Some of the songs I’m going to rearrange a little bit. Like the song “Catch & Release” is mainly electronic on the record, but I made it so it’s all guitar, bass and live drums. So I’m gonna do some stuff like that to make the songs a little different. There’s gonna be some cool little changes here and there that I’m excited about. It’ll be fun to kind of switch up the songs a little bit live.

It’s coming together well. After the record was done, I was like, “I wonder if I’m ever gonna play a show?” And now that it’s happening, I’m really excited about it for sure.

Is it a full tour?

I’m just doing five days on the East Coast. Just to test the waters and see how it goes. See how the reaction is. It should be fun.

You feel like you’re putting yourself out there in a different way?

Yeah, I’m used to playing metal every night. I’ll be out of my comfort zone, for sure.

Were they aware that you were working on a solo thing?

Yeah, I played them some stuff here and there. When I had some songs written I’d play it for them. See what they think. We’re all very open with all of us doing whatever. Dan, our bassist, he’s in another band. Our guitarist and our drummer are in another band as well. It’s one of those things that we all know that our head is 100 percent with Between The Buried And Me, regardless of whatever else we do. That’s always priority number one.

We’re all very supportive of each of us trying new things. I think that’s awesome. I think a lot of bands don’t have that freedom, you know? There’s definitely a lot of freedom in our band—even when it comes to our own writing.

BTBAM just signed to Metal Blade, was that going down while you were recording?

We were talking to a lot of labels. We were out of our Victory contract. At that point, when I was recording—like I said, I didn’t even tell anybody I was doing this till after I was done with it. When I was done with it, I told all the labels we were talking to and Metal Blade was interested in [Pulse], as well. Things lead to one another and they wanted to put it out, and I was very into it. They decided to release it and fairly shortly after that we all decided that that was right for Between The Buried And Me, as well.

So Pulse came before the signing of the band?


What’s the reaction to Pulse from the band?

Oh, they’re awesome about it. They seem to enjoy it. It’s like I said earlier, I think we’re all very open for us to do different things and we’re all very supportive of everything we do. It makes me feel good. It’s awesome when the people you’ve been playing music with for years and years support something you’re doing. And I’m very stoked that Paul is doing the tour with me. I’ve been playing on stage with him for almost 12 or 13 years now. That level of comfort is always nice, to have him with me.

Between The Buried And Me just released like half of one of the new songs. Why only that part?

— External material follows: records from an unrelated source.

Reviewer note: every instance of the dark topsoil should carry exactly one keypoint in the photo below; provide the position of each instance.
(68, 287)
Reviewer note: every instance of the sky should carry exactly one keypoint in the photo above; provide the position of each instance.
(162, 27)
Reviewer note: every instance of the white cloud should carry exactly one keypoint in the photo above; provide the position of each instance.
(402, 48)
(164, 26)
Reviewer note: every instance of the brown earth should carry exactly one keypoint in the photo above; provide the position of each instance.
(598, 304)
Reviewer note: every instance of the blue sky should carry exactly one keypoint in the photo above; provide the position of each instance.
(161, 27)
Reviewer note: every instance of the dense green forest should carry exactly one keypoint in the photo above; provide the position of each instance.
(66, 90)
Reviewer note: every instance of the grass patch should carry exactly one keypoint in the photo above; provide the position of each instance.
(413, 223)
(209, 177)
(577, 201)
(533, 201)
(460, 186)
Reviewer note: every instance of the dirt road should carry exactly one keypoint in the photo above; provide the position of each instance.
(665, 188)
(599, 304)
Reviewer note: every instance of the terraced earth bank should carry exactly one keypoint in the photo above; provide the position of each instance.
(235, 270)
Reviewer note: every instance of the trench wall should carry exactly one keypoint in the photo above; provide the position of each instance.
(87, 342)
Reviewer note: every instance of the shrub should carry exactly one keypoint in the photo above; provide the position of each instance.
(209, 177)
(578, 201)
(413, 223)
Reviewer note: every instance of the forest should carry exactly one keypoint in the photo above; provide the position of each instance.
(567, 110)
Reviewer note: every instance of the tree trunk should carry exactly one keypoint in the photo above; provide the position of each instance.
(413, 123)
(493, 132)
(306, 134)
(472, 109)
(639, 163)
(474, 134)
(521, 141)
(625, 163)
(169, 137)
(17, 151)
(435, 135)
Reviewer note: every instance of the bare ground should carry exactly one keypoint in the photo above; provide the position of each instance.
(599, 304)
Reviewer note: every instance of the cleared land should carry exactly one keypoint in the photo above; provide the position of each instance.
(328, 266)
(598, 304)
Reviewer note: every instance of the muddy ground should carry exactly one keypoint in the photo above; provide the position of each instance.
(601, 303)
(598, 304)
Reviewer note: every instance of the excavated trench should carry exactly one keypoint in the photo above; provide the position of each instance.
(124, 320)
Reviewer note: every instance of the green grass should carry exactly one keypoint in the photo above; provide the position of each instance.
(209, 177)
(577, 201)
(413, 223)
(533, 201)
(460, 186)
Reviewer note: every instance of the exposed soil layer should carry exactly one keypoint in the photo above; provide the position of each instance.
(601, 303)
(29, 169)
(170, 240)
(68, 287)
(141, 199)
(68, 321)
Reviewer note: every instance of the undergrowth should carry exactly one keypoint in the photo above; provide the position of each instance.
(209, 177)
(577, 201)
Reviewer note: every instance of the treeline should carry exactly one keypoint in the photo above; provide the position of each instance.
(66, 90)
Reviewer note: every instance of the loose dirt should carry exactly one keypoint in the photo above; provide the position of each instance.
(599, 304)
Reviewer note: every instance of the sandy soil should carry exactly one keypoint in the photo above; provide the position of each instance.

[Laughs] I think the label just didn’t want to give too much away. It’s only three songs, so we didn’t want to let you hear a third of the record already. I think, you know, we want to get people excited and give them a little taste. I think that was kinda the motive behind that.

How come BTBAM only did an EP [The Parallax: Hypersleep Dialogues] this time?

It’s a two-part record. We’re doing the EP and then a full-length. It’s just something new. We thought it would be a cool way to make a concept record… We knew that if we did an EP we could get something out fairly quick, just keep our name out there. Get people excited about a full-length.

It’s 30 minutes long, that’s almost a full-length.

Yeah, there’s a lot of bands with full-lengths that long. I’m really happy with it and I think it’s going to get people really excited about where we’re going with our music and the plans we have ahead of us.

Do you have the full-length written?

No, not yet. We’ve started a little bit. We’ll hopefully get it done this year and hopefully get it out next year. That’s a loose goal that we have right now.

We’re gonna start touring full-time next month.

Thomas Giles will be performing material from Pulse on April 1 at the North Star Bar in Philly and April 2 at Santos Party House in NYC. Pulse is available now via Metal Blade Records. Between The Buried And Me’s The Parallax: Hypersleep Dialogues, will become available on April 12.